前言
在日常开发中,限流是高并发系统的三把守护利器之一,它的另外两个好兄弟缓存、降级下次再说。而限流在绝大多数场景中用来限制并发和请求量,像秒杀之类的高流量业务的场景,都能见到它的身影,所以它就是保护系统和下游的业务系统不被流量冲垮的利器。
令牌桶限流
常见的限流方式有漏桶限流跟令牌桶限流,我们先来回顾一下,什么是令牌桶限流?
令牌桶算法则是一个存放固定容量令牌的桶,按照固定速率往桶里添加令牌。桶中存放的令牌数有最大上限,超出之后就被丢弃或者拒绝。当流量或者网络请求到达时,每个请求都要获取一个令牌,如果能够获取到,则直接处理,并且令牌桶删除一个令牌。

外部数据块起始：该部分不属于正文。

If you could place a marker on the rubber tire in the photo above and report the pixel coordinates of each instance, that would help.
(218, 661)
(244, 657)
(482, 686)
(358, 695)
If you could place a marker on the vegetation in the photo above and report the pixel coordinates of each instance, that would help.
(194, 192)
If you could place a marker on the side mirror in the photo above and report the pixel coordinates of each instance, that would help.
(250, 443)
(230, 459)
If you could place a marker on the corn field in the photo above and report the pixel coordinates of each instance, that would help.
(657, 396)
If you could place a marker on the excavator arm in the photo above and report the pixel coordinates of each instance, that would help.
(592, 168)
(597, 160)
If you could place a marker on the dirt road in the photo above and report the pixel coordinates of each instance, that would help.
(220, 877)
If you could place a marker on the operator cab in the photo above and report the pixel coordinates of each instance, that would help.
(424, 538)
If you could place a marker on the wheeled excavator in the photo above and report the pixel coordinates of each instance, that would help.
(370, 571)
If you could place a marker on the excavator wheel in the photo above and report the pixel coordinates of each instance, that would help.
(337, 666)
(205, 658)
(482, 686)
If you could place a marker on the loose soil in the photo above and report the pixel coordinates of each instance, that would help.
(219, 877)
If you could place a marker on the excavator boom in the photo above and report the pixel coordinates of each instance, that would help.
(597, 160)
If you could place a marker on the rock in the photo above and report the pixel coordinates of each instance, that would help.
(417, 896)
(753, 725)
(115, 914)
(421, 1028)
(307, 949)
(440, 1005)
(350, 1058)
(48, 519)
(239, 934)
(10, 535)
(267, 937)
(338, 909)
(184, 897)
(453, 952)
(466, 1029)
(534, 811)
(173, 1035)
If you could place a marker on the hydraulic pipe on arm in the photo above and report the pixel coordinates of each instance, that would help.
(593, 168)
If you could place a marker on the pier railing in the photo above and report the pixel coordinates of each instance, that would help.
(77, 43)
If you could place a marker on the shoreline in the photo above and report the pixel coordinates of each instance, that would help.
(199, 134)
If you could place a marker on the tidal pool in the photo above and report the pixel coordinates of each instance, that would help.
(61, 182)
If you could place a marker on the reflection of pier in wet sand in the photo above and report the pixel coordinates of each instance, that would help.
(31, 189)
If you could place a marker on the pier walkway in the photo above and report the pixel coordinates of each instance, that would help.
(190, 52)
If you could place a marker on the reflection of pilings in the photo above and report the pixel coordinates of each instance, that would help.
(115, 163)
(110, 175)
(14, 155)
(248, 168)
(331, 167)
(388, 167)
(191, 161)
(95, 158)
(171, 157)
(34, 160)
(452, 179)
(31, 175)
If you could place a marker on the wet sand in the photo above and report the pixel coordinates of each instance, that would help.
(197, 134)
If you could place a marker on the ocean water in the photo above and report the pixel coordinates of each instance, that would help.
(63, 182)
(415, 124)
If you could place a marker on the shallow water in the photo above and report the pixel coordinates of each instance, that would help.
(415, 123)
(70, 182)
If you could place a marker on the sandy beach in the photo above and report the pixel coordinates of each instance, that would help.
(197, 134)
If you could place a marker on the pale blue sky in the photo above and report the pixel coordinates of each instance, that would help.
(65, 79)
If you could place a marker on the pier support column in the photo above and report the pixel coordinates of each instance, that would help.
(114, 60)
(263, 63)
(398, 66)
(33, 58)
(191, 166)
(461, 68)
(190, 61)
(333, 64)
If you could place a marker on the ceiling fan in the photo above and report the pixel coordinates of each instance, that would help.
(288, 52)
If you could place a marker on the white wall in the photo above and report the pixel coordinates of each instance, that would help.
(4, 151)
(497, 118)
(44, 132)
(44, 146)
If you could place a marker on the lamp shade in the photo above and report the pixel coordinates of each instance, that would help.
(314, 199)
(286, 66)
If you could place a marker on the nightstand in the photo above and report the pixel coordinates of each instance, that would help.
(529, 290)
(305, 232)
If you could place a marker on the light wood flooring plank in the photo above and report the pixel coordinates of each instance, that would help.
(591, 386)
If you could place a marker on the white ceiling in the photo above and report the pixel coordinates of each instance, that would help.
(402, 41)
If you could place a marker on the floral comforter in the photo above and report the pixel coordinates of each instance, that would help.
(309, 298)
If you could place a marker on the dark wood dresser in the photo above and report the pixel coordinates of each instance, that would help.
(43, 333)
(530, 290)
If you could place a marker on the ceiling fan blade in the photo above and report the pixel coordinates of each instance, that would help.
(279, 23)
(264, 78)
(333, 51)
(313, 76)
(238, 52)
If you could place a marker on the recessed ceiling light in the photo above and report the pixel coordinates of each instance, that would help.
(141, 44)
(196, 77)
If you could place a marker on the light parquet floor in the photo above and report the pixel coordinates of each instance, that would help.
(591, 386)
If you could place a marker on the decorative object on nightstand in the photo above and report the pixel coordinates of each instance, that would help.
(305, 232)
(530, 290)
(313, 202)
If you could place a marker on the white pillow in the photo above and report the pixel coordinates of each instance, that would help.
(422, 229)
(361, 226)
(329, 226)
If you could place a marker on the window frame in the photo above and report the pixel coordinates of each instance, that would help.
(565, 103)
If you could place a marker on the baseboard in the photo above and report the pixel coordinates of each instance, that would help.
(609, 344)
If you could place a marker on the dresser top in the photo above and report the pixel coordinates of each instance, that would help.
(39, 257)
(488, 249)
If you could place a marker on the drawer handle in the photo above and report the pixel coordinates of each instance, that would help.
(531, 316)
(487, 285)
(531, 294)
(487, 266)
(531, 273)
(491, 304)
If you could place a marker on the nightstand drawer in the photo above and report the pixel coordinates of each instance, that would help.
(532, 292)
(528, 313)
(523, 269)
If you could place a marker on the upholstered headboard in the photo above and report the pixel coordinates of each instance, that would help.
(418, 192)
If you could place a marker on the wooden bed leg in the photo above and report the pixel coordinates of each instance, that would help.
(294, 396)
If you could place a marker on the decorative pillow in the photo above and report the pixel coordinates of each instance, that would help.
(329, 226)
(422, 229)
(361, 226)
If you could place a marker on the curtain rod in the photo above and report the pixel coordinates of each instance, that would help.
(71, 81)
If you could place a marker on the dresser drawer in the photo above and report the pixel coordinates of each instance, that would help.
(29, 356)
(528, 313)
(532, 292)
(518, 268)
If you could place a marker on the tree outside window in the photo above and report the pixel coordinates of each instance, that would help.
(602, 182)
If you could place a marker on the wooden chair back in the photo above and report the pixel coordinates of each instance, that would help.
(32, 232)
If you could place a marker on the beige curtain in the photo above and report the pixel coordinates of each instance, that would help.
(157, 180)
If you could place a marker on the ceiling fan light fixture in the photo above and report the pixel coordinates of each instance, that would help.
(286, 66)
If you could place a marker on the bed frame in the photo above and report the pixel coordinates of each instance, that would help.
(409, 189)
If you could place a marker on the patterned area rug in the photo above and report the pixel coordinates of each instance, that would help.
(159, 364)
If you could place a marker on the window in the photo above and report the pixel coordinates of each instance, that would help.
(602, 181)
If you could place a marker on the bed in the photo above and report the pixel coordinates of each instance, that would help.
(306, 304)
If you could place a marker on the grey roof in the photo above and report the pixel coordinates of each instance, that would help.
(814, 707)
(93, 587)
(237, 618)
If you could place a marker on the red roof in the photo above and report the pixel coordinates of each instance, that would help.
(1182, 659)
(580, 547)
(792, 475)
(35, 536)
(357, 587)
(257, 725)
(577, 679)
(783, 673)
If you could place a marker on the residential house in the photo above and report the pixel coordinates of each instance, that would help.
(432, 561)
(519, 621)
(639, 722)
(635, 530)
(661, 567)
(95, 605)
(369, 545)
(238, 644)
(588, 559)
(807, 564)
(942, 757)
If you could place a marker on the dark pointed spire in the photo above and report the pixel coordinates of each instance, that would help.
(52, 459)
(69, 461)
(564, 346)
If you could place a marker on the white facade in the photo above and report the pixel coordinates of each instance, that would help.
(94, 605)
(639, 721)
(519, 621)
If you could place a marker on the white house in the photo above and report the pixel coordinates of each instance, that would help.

如果获取不同,该请求就要被限流,要么直接丢弃,要么在缓冲区等待。
RateLimiter
Google Guava提供了RateLimiter类,它实现了单机版也就是单点的令牌桶限流,你如果需要分布式集群的限流功能,恐怕RateLimiter无法满足你,而你则需要利用Reids或者Sentinel之类的中间件来实现如此。
Guava RateLimiter类:http://ifeve.com/guava-ratelimiter/
核心变量
/**
* 当前令牌数,数量不能超过最大许可数
* The currently stored permits.
*/
double storedPermits;
/**
* 最大许可数
* The maximum number of stored permits.
*/
double maxPermits;
/**
* 添加令牌时间间隔毫秒, stableIntervalMicros = 1s/permitsPerSecond
* The interval between two unit requests, at our stable rate. E.g., a stable rate of 5 permits
* per second has a stable interval of 200ms.
*/
double stableIntervalMicros;
/**
* 表示下一次允许补充许可的时间
* The time when the next request (no matter its size) will be granted. After granting a
* request, this is pushed further in the future. Large requests push this further than small
* requests.
*/
private long nextFreeTicketMicros = 0L; // could be either in the past or future
create
- Guava提供了两个工厂方法来创建一个稳定输出令牌的限流器,保证了平均每秒不超过permitsPerSecond个请求。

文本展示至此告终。